Unbalanced breast cancer data classification using novel fitness functions in genetic programming

https://doi.org/10.1016/j.eswa.2019.112866Get rights and content

Highlights

  • Novel fitness functions F2 score and D score is proposed.

  • Proposed fitness functions tackle the problem of unbalanced breast cancer data classification.

  • F2 score gives more weight age to minority classes.

Abstract

Breast Cancer is a common disease and to prevent it, the disease must be identified at earlier stages. Available breast cancer datasets are unbalanced in nature, i.e. there are more instances of benign (non-cancerous) cases then malignant (cancerous) ones. Therefore, it is a challenging task for most machine learning (ML) models to classify between benign and malignant cases properly, even though they have high accuracy. Accuracy is not a good metric to assess the results of ML models on breast cancer dataset because of biased results. To address this issue, we use Genetic Programming (GP) and propose two fitness functions. First one is F2 score which focuses on learning more about the minority class, which contains more relevant information, the second one is a novel fitness function known as Distance score (D score) which learns about both the classes by giving them equal importance and being unbiased. The GP framework in which we implemented D score is named as D-score GP (DGP) and the framework implemented with F2 score is named as F2GP. The proposed F2GP achieved a maximum accuracy of 99.63%, 99.51% and 100% for 60-40, 70-30 partition schemes and 10 fold cross validation scheme respectively and DGP achieves a maximum accuracy of 99.63%, 98.5% and 100% in 60-40, 70-30 partition schemes and 10 fold cross validation scheme respectively. The proposed models also achieves a recall of 100% for all the test cases. This shows that using a new fitness function for unbalanced data classification improves the performance of a classifier.

Introduction

Our body is composed of many millions of tiny cells, each a self-contained living unit. Normally, each cell coordinates with the others that compose tissues and organs of our body. One way that this coordination occurs is reflected in how our cells reproduce themselves. Normal cells in the body grow and divide for a period of time and then stop growing and dividing. Thereafter, they only reproduce themselves as necessary to replace defective or dying cells. Cancer occurs when this cellular reproduction process goes out of control and some of the body’s cells begin to divide without stopping and spread into surrounding tissues. In other words, cancer is a disease characterized by uncontrolled, uncoordinated and undesirable cell division (Gatenby & Brown, 2017). Unlike normal cells, cancer cells continue to grow and divide for their whole lives, replicating into more and more harmful cells. Cancers form solid tumors, which are masses of tissue. As cancer cells divide and replicate themselves, they often form into a clump, known as a tumor (Aravanis, Lee, & Klausner, 2017). Tumors cause many of the symptoms of cancer by pressuring, crushing and destroying surrounding non-cancerous cells and tissues.

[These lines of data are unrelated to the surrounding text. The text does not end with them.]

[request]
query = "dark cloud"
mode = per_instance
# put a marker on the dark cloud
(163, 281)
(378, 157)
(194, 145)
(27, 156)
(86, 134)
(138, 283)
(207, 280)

Tumors come in two forms; benign and malignant (Pena-Reyes & Sipper, 1999). Benign tumors are not cancerous, thus they do not grow and spread to the extent of cancerous tumors. Benign tumors are usually not life-threatening. Malignant tumors, on the other hand, grow and spread to other areas of the body (Muto, Bussey, & Morson, 1975). The process whereby cancer cells travel from the initial tumor site to other parts of the body is known as metastasis (Müller et al., 2001).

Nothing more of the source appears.